Functional Magnetic Resonance Imaging (fMRI)
In September 2002 the ULG Cyclotron Research Centre equipped itself with some high performance functional Magnetic Resonance Imaging (fMRI) hardware. In this way it significantly expanded its capacity to explore the human brain). This equipment, entirely devoted to research, benefits from a very high magnetic field (3 Tesla against 1.5 for classical installations).
At the beginning of the 1970s, Paul Lauterbur of the University of Urbana, in the United States, first gave birth to Magnetic Resonance Imaging (MRI). What is the principle behind it? The supply of morphological images by utilising the magnetic properties of one of the major components of biological tissues: the hydrogen nucleus. The fMRI is the worthy descendant of magnetic resonance imaging. It came to life in 1991, following work carried out by Jack Belliveau and his team at the Massachusetts General Hospital for the needs of a study into the visual system. During this first study, the technique employed required the injection of a paramagnetic tracer, gadolinium. There is much about this procedure that reminds one of techniques used by PET.
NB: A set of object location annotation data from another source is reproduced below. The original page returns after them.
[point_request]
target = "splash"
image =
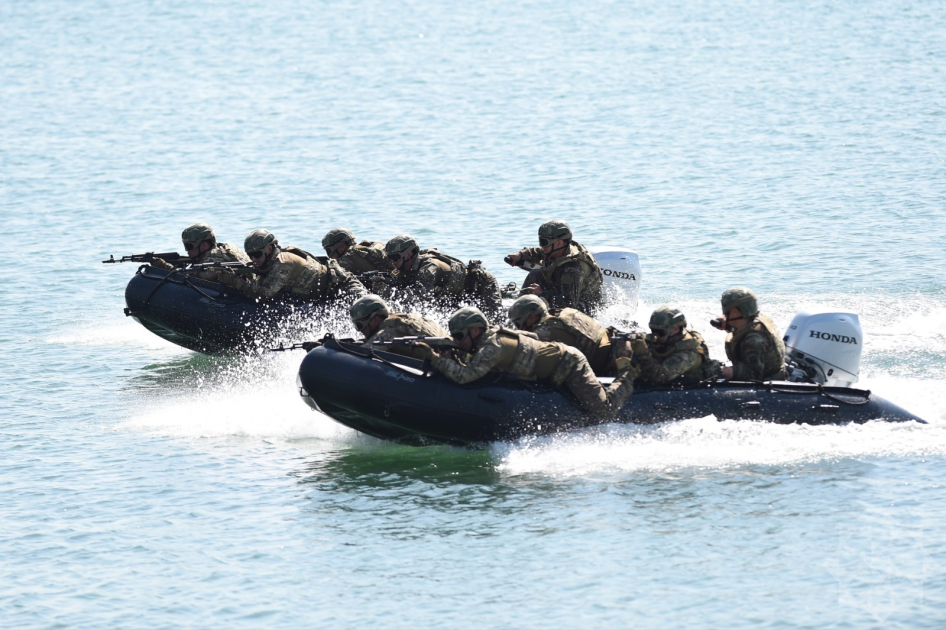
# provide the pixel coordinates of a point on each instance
(705, 443)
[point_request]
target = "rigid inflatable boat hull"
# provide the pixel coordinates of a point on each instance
(390, 397)
(201, 315)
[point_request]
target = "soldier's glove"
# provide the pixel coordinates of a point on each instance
(626, 365)
(712, 368)
(228, 278)
(423, 350)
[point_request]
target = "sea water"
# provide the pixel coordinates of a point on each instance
(794, 147)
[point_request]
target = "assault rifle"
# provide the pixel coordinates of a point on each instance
(229, 266)
(305, 345)
(178, 260)
(433, 342)
(368, 277)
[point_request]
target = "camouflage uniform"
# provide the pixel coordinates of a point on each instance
(406, 325)
(363, 257)
(573, 328)
(222, 252)
(303, 276)
(523, 355)
(448, 281)
(571, 281)
(682, 359)
(757, 351)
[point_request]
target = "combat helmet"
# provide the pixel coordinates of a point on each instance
(197, 233)
(465, 318)
(400, 244)
(743, 299)
(667, 318)
(555, 229)
(336, 236)
(258, 239)
(366, 307)
(525, 306)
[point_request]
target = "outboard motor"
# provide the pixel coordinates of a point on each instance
(824, 348)
(622, 275)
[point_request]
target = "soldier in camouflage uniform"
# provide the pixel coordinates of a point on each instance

In being diluted into the blood, gadolinium changes the local magnetic properties of tissues, allowing one to visualise the brain's active regions. In actual terms, the functional Magnetic Resonance Imaging (fMRI) equipment must be seen as an enormous magnet. It was one year later, in 1992, following work carried out by Ken Kwong and Jack Belliveau’s team, that the fMRI was revealed in its present form, that is to say in a form that no longer required the injection of no matter what radioactive tracer. Thence revised and fine tuned, it is based on real time observations of the blood's volume, flow and oxygenation.
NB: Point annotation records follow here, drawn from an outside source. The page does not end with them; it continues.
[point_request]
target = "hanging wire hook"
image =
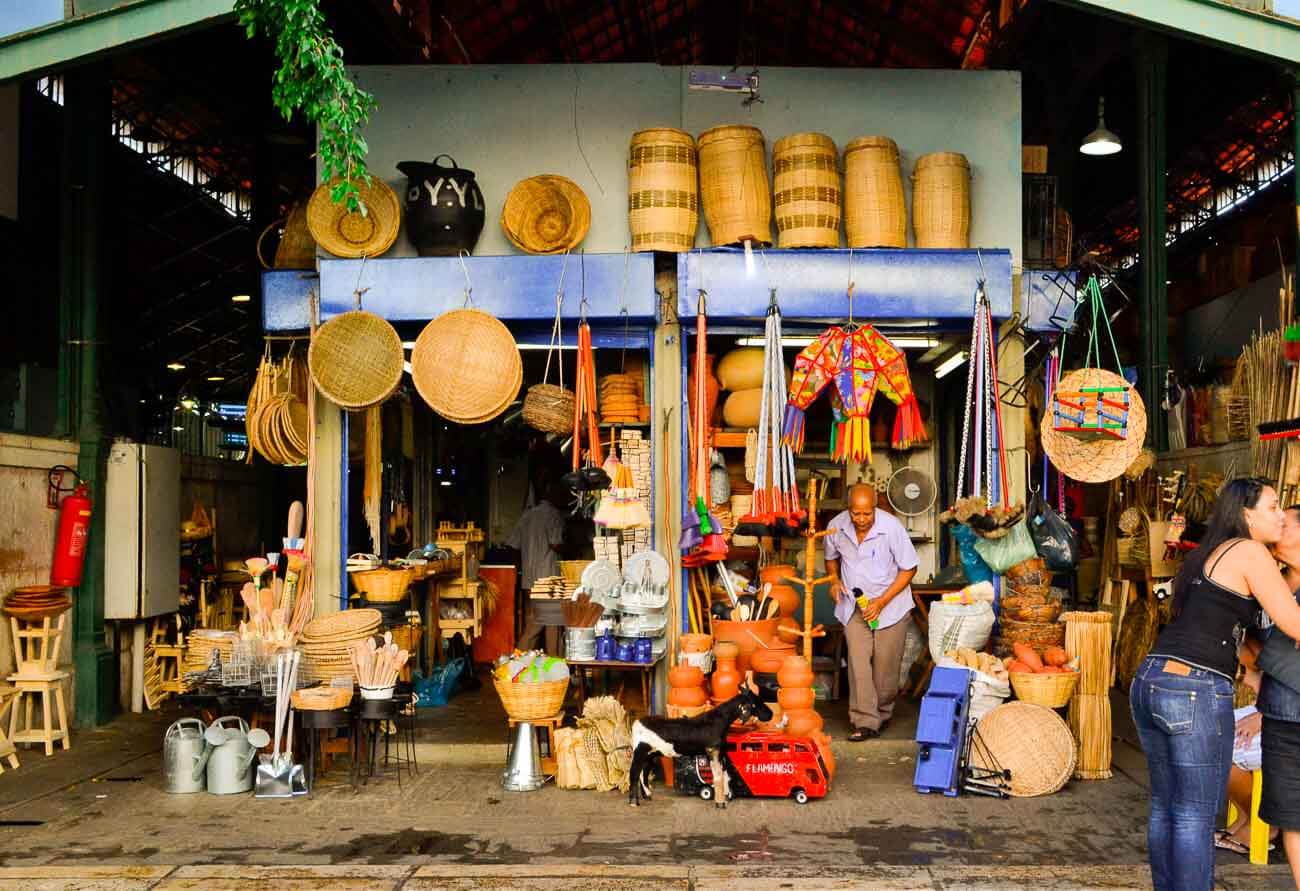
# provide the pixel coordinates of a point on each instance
(464, 269)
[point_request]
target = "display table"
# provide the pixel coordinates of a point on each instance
(585, 670)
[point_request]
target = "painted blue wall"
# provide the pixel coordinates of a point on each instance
(507, 122)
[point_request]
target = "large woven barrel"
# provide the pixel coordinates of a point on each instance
(733, 185)
(874, 210)
(806, 185)
(941, 200)
(663, 190)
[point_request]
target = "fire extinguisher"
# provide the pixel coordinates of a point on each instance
(70, 546)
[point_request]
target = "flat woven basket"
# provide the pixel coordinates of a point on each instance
(549, 409)
(351, 233)
(546, 215)
(467, 366)
(1030, 740)
(531, 701)
(355, 359)
(1051, 691)
(1103, 459)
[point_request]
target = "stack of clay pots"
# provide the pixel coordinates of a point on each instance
(687, 693)
(797, 699)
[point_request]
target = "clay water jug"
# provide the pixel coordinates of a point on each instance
(443, 207)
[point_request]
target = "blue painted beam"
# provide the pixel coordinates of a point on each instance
(811, 284)
(511, 288)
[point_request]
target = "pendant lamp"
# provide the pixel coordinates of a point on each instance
(1101, 141)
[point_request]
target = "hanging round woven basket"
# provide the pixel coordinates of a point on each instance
(351, 233)
(467, 366)
(355, 359)
(1100, 459)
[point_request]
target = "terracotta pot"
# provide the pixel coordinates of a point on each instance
(767, 660)
(727, 677)
(745, 635)
(788, 597)
(784, 626)
(688, 697)
(711, 388)
(796, 673)
(774, 572)
(796, 697)
(802, 722)
(696, 643)
(687, 675)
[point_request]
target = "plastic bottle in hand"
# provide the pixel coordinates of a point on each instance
(862, 604)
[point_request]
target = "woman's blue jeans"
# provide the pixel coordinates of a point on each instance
(1184, 722)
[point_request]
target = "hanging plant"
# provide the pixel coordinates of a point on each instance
(312, 79)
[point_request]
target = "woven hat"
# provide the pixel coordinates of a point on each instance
(1040, 765)
(467, 366)
(351, 233)
(546, 215)
(1103, 459)
(355, 359)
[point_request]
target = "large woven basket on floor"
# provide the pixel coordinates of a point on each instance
(1051, 691)
(549, 409)
(467, 367)
(806, 190)
(531, 701)
(1030, 740)
(1101, 459)
(874, 210)
(941, 200)
(546, 215)
(352, 233)
(663, 190)
(355, 359)
(733, 185)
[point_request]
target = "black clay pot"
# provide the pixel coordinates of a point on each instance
(443, 207)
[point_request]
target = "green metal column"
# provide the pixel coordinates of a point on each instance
(1152, 64)
(85, 154)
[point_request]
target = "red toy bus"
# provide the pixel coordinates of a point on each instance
(761, 764)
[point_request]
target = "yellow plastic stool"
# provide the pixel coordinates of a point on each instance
(1259, 829)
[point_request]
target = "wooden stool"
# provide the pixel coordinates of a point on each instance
(35, 644)
(550, 760)
(44, 686)
(7, 751)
In the study of the brain it exploits, in a more precise way, a dropping in the concentration of deoxyhaemoglobin in the flow downstream of the activated neurons. In the cerebral regions which become activated the influx of blood and the oxygen it carries exceeds transitorily local energy needs. As a consequence one witnesses the massive arrival of oxyhaemoglobin, a combination of haemoglobin and oxygen, and, on leaving, a relative reduction in deoxyhaemoglobin. The latter, which is paramagnetic, reduces the MRI signal. Also, in the activated regions, the fall in the concentration of this deoxyhaemoglobin leads to an increase in the signal as the concentration of the substance which reduces the signal has diminished.
Today functional Magnetic Resonance Imaging (fMRI) has established itself as the technical benchmark in studies of the functioning of the human brain, and in particular cognitive functions. De facto, it offers undeniable advantages. One of them resides in its innocuousness. The radioactive tracers used in positron emission tomography are harmless in the doses they are administered. However, repeated experiments on the same subject are ruled out because of the cumulative effects of radiation exposure. FMRI gets around this obstacle, as it can participate in experimental protocols excluded in the use of PET.
Another crucial advantage: functional Magnetic Resonance Imaging (fMRI) is capable of showing spatial and temporal features in excellent resolution. The resolution of cerebral activation maps obtained by PET is of the order of 5 millimetres (2 to 3mm for new generation models). It is distinctly higher in fMRI – of the order of a millimetre. Obtaining a functioning image of the brain by positron emission tomography takes a minute and a half. With fMRI a cross-section of the brain is obtained in 60 milliseconds and the total volume of the whole brain in 2 seconds.
With functional Magnetic Resonance Imaging the limits are now physiological, not technological. The arterioles that irrigate the neurons take 5 to 6 seconds before opening in response to neuronal activation and around 20 to close after the discharge which follows. The only way of managing to depict neuronal activities in fine detail is to couple fMRI, a haemodynamic technique whose spatial resolution is millimetrical, with very high resolution electro-encephalography (EEG), spatially imprecise but temporally very precise.
The principle is clear, but putting it to work is more arduous. Because, dealing with magnetic fields and electrical currents, EEG causes distortions on fMRI images, which for their part lead to alterations in electro-encephalographic recordings.